Earlier that summer, Thompson set the world altitude record 15,256 feet in the skies over Kansas. It was so cold on that flight, Thompson was forced to wear a sheepskin suit to prevent hypothermia. So when he sailed over the football field en route to performing for the fair, he became the first wolf in sheep’s clothing to attend an NC State football game.

Other performers at the fair included the Flying Herberts traveling circus, which featured high-wire acrobatics, as did the Delmore Troupe. Among the tricks performed by the six-member Herberts was jumping into and out of a barrel suspended high on a wire over the midway.

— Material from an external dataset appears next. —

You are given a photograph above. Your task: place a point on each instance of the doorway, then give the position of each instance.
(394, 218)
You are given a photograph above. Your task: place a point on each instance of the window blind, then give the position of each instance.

Music performances included the band from the North Carolina Institute for the Blind, where Doc Watson later went to school.

The crowd, which descended on the fairgrounds from streetcars, automobiles and horse-drawn carriages, was commended for their behavior, which apparently was unusual based on the following News & Observer report.

“There is one outstanding fact to distinguish this fair from many others who have preceded it. There is no disorder. There is a capable corps of special officers on duty within the walls of the fair grounds. There are mounted and unmounted policemen, but they have very little to do except in the way of looking out for traffic. Thus far there has been an unusually small number of cases of public drunkenness.

“On the Fairgrounds the shows are of higher class than usual. The midway attractions are noticeably lacking in gambling games, and chance contests. There are no candy wheels, no poodle dog games, for attorney general Bickett ruled these things out in a general opinion made upon the request of the State Fair officials.

“Ladies yesterday were not harassed by that great assortment of annoyers which at one time were the curse of the Great State Fair. Whips were not on sale and their use is prohibited. And at the same time there was just as much jollity, just as much of the holiday spirit, just as much witchery among the girls and just as much of the spirit to dare among the boys as there ever has been. Nobody is sorry that the torture sticks have been ruled out.”

How everyone enjoyed their visit to the fair and the football game without candy wheels, whips and torture sticks is an unreported mystery the N&O chose not to cover.